Breaking the chat language barrier

Breaking the chat language barrier

You may not speak Vietnamese or Bahasa Indonesian and your foreign friends may not know much English, but you can still get a conversation going smoothly in real time.

All thanks to a new multilingual chat technology developed by the Institute for Infocomm Research (I2R), which supports instantaneous translation of text in five languages - English, Mandarin, Malay, Bahasa Indonesian and Vietnamese.

If you key in a message in English, your friend in Ho Chi Minh City can see it translated into Vietnamese. And when he responds in Vietnamese, you can read the message in English.

The software can even make sense of common abbreviations used in daily text messaging. Type "R u bz now?" or "Im fine. Tks.
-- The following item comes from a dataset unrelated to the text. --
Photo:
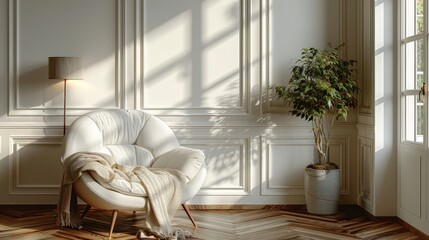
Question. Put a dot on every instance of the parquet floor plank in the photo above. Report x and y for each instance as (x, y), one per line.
(38, 222)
And u?" and the software will understand that the user is saying "Are you busy now?" and "I am fine. Thanks. And you?" correspondingly and will translate accordingly.

Ms Aw Ai Ti, I2R's lead researcher on this project, said the software can understand and translate common words individually but the challenge is in translating the words in context when used in actual sentences.
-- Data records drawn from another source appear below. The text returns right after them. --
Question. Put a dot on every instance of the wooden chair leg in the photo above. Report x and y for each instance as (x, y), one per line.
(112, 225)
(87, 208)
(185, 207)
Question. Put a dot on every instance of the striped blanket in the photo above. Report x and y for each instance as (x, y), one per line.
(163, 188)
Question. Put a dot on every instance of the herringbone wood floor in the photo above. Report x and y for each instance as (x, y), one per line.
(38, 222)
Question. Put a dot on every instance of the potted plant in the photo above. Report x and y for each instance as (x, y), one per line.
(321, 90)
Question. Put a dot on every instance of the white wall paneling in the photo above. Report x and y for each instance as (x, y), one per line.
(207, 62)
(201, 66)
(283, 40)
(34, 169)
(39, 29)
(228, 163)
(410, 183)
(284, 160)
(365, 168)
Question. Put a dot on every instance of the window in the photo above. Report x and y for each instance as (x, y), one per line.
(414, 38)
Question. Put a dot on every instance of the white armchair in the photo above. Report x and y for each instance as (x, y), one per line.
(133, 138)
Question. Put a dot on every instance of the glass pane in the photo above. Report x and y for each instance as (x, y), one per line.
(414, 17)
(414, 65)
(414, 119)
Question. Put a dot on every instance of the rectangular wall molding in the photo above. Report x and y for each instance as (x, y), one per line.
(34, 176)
A word such as "rounds", for example, can have multiple meanings, so the software needs to be trained to differentiate the word between different contexts. This learning comes from studying how the word is used in many different sentences.

"The software is smart enough to translate about 85 per cent of commonly used words in the right context," said Ms Aw.

She said the software is constantly taught to understand language better. Her team works with linguists to fine-tune the accuracy of the translation, teaching the machine the basic grammar rules of all five languages.

This multilingual technology was among the 50 home-grown technologies showcased at Media Exploits 2013 held yesterday at Biopolis, where the research institutes hope to find licensees for their tech. Now in its third year, the annual tech showcase is organised by Exploit Technologies, the business arm of Agency for Science and Technology Research (A*Star). A*Star commercialises Made-In-Singapore technologies from a variety of national research institutes.

Also on show was Fashion Match. Fashion buffs can upload a photo of a celebrity or model wearing the latest fashion and the software will scour the Internet for lookalike clothing.

This software has been programmed to understand and recognise attributes of clothing, such as colour, pattern, neckline type, dress length and even sleeve length. Unlike more rudimentary image recognition software in the market, which mainly looks at colour similarity, Fashion Match's advanced smarts lets it deliver a closer match.

It was developed here by the Advanced Digital Sciences Centre (ADSC), a collaboration between A*Star and the University of Illinois in the United States.

Other technologies on show included those that can detect doctored images, and smart image recognition technology that can automatically determine a person's age, gender and sentiment by studying the person's facial features.